Superman still has feelings for Lois -- no matter that he ran out on her for five years. But Lois, no longer the feisty reporter played by Margot Kidder in 1978, is now a lovely, insipid clone. Superman is plagued with angst, feeling he must choose between Lois and the rest of the world, to which he is a champion -- nay, a god. Bryan Singer, now the most overrated director in the movie business, broadcast that, as in the two X-Men movies he directed, he would develop Superman’s character to make this film different from the rest of the franchise, and, as in X-Men and X2, he fails to deliver on his promise. In particular, he fails to develop Lois’s son, Jason (Tristan Lake Leabu), whose father, we soon find out, is actually Superman, though no one actually says so. That might have been an interesting plot point, but although Jason does destroy a piano to save his mom, mostly all the poor kid gets to do is sit around and stare with big eyes, sort of like a "good" Damien.

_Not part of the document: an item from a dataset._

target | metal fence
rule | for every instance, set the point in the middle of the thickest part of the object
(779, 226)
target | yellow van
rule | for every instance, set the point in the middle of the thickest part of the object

Much has been made of Brandon Routh’s physical resemblance to the Superman of the 1978 film and its three sequels, Christopher Reeve. Perhaps, but the resemblance stops there. Certain actors have an almost indefinable charisma, sometimes only in certain roles, and Reeve had it as Superman. Routh does not. In fact, the only other actor who has come close to Reeve is Dean Cain, in TV’s Lois and Clark. Routh seems like a boy in a man’s role, just as Bosworth, as Lois, seems like a girl in a woman’s role.

The casting mistakes don’t stop there. Jimmy Olsen (Sam Huntington) is no longer an amiable, wisecracking young upstart, but has been blanded out to be an irritating know-it-all wimp. Then there’s Lex Luthor. Kevin Spacey plays Luthor with relish, but as the script portrays him, Luthor is not all that menacing when he doesn’t have a chunk of kryptonite in hand. Moreover, he’s not even clever, as in Gene Hackman’s 1978 portrayal, but just plain stupid. He’s going to build a new continent in the Atlantic to replace Northeast America, but it’s so mountainous, barren, and threatening that only abominable snowmen might want to take up residence there.

Toward the end, Superman Returns revs up in a long action sequence that got my blood pounding a bit -- but it’s followed by a moribund 20-minute coda that finally gives us a chance to identify Superman’s chip off the old block. Does it? Only sorta.

Superman had humor, wit, action, adventure, excitement, and sparkling sets and special effects. Superman Returns is sour, dark in plot and lighting, and no fun at all. See it only to remind yourself how great the first one was. Spacey, Bosworth, and Marsden will move on to better things. Brandon Routh had better not give up his night job.